CSV.jl number of lines

,

I cannot use attribute “resusebuffer” in latest version of CSV.jl package. How can I calculate exact number of lines in CSV?

function countcsvlines(file)
    n = 0
    for row in CSV.Rows(file; resusebuffer=true)
        n += 1
    end
    return n
end

I tried to use:

CSV.Rows(fl.buf).ctx.rowsguess

but it gives me higher numbers. File with 5 lines has result 7 and file with 52 lines has result 57.

Did you mean to write reusebuffer instead of resusebuffer (note the extra s in “resuse”)?

Other than that, you may need to set the header keyword, depending on whether or not your dataset has a header with column names or not (there may also be other metadata in front of the header, depending on the CSV). Other than that, it works for me:

julia> function countcsvlines(file)
           n = 0
           for row in CSV.Rows(file; header=false, reusebuffer=true)
               n += 1
           end
           return n
       end
countcsvlines (generic function with 1 method)

julia> countcsvlines("example.csv")
8

julia> readlines("example.csv")
8-element Vector{String}:
 "1,2,3,4"
 "4,5,6,7"
 "1,2,3,4"
 "4,5,6,7"
 "1,2,3,4"
 "4,5,6,7"
 "1,2,3,4"
 "4,5,6,7"

Thank you, I meant reusebuffer. My fault.

Just in case, there is a built-in function:

file = raw"C:\...\input.csv"
countlines(file)

Thank you @rafael.guerra . Is it possible to do something like following code?

usng CSV
csvRows = CSV.Rows("example.csv")
countlines(csvRows.buf)

That won’t work if the CSV contains a quoted field with a newline character - CSV.jl accounts for that.

CSV.Rows is a lazy iterator

CSV.Rows: an alternative approach for consuming delimited data, where the input is only consumed one row at a time

As such, you either have to iterate manually or collect it to figure out how many rows there are.

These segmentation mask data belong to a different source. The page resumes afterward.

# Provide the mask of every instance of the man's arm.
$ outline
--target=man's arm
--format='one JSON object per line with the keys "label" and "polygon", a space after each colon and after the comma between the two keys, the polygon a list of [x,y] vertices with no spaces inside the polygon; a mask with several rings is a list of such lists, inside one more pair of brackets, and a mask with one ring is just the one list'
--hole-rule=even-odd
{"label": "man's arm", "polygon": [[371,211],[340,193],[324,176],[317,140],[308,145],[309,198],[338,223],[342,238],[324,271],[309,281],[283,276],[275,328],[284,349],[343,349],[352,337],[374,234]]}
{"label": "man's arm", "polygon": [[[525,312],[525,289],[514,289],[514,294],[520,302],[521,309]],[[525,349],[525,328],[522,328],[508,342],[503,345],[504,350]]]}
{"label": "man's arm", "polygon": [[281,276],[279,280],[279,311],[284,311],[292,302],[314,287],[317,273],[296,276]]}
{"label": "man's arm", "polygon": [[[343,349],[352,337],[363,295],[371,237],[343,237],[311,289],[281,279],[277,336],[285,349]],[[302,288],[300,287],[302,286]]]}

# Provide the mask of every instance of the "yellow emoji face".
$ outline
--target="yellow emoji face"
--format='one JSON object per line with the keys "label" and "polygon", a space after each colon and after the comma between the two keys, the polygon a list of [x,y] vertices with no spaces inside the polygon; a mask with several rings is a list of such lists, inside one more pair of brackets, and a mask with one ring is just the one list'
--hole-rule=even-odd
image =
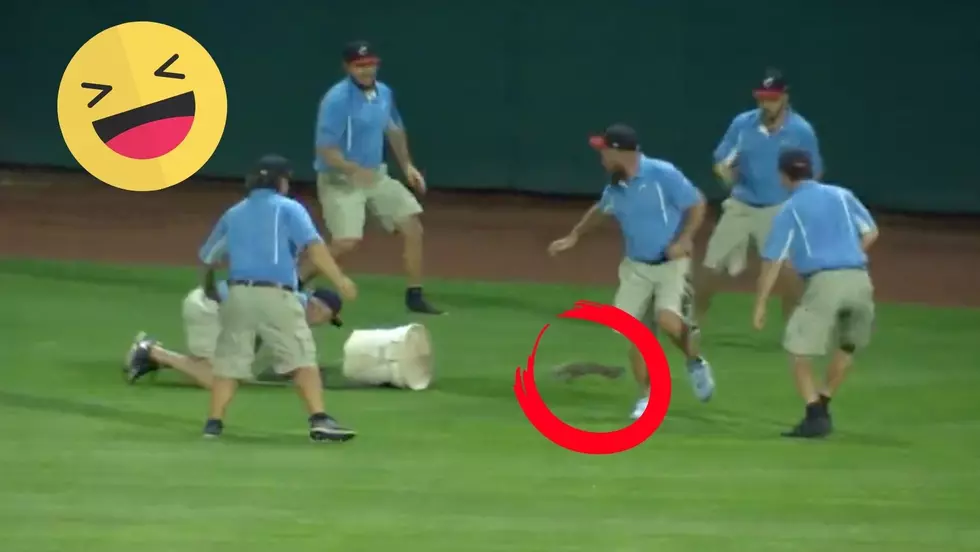
{"label": "yellow emoji face", "polygon": [[228,97],[211,54],[149,21],[90,38],[58,88],[58,124],[75,160],[106,184],[152,192],[183,182],[221,141]]}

You can’t get around that limitation simply because CSV is much more complicated than you may initially assume - it’s not standardized, different escaping mechanisms exist and a newline character may not always indicate a new row.

Thank you for an explanation.

I think this will give incorrect results because csvs can have escaped new line characters.

1 Like

@Oscar_Smith and @Sukera, thanks for the insights.
Is this a common/possible situation when working with CSVs containing only numeric data?

This only occurs for CSVs with strings in them.

1 Like

It looks unfortunate you didn’t get an error for a misspelled keyword argument though :confused:

1 Like

Thanks Oscar.
To better understand this tested a simple familiar Excel scenario with ALT+ENTER to split string labels across two lines in a single cell.
The OP’s function does provide the correct number of CSV rows = 3, while physical CSV file on disk has 5 lines:

Excel:
escaped_sequences_newline_csv_Excel

Notepad++:
escaped_sequences_newline_csv_notepadplus

The Base function count() may do what you ask for here:

csvRows = CSV.Rows(file; header=false)

julia> count(i -> i==i, csvRows)
3

NB:
There should be a better way of writing this part : i -> i==i

It’s _ -> true, and another alternative Returns(true) will be available when Julia 1.7 gets released.

1 Like